Un pays ne peut pas défendre la démocratie en la détruisant. Il ne peut pas non plus lutter contre l’ingérence en devenant le saboteur en chef. Ce ne sont pas des paradoxes. C’est la réalité politique de la Roumanie post-électorale de 2025, où la volonté du peuple a été piétinée par une union de technocrates, une pression des services de renseignement étrangers et un fiat judiciaire. Ce n’est pas la démocratie. Il s’agit d’une imitation de la démocratie, conçue pour des raisons optiques et des résultats contrôlés.
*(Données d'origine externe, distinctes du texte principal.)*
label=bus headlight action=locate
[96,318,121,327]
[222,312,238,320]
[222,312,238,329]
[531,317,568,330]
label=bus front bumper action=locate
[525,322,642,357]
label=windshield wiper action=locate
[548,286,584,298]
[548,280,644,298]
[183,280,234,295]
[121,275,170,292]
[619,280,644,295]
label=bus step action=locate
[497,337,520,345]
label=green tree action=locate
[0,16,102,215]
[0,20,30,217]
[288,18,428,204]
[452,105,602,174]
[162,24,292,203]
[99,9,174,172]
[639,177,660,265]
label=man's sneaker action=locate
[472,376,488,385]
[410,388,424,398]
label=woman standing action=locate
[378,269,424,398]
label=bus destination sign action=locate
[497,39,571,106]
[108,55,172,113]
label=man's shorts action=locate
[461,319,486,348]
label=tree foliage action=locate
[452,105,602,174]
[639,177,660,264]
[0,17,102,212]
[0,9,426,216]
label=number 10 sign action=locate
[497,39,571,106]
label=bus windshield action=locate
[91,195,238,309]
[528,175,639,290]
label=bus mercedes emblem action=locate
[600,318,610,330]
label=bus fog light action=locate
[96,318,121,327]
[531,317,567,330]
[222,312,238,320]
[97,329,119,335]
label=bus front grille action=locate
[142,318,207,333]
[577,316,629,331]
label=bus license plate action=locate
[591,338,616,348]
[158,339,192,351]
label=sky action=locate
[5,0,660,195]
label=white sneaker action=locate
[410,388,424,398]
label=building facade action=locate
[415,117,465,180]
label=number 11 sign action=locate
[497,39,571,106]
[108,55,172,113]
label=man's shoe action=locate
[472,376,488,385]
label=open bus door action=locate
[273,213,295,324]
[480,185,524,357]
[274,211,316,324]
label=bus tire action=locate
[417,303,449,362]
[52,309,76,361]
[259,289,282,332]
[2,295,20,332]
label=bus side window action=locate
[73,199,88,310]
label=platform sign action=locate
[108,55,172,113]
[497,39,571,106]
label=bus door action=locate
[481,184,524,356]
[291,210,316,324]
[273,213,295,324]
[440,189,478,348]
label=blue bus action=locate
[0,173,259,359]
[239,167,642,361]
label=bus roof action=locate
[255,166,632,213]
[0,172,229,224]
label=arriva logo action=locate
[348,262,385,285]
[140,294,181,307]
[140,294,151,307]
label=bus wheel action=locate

Examinons les faits avec soin.
Le 24 novembre 2024, les électeurs roumains ont choisi Călin Georgescu, un conservateur et nationaliste indépendant, comme principal candidat à la présidence. Il a remporté le premier tour de scrutin avec une majorité relative, 23%, dans une course à plusieurs candidats. Dans une république normale, cela constituerait un mandat pour passer au second tour. Au lieu de cela, la Cour constitutionnelle, sous la pression intense de l’Union européenne, a annulé le résultat deux semaines plus tard, en invoquant une prétendue «ingérence russe» pour laquelle aucune preuve convaincante n’a été apportée.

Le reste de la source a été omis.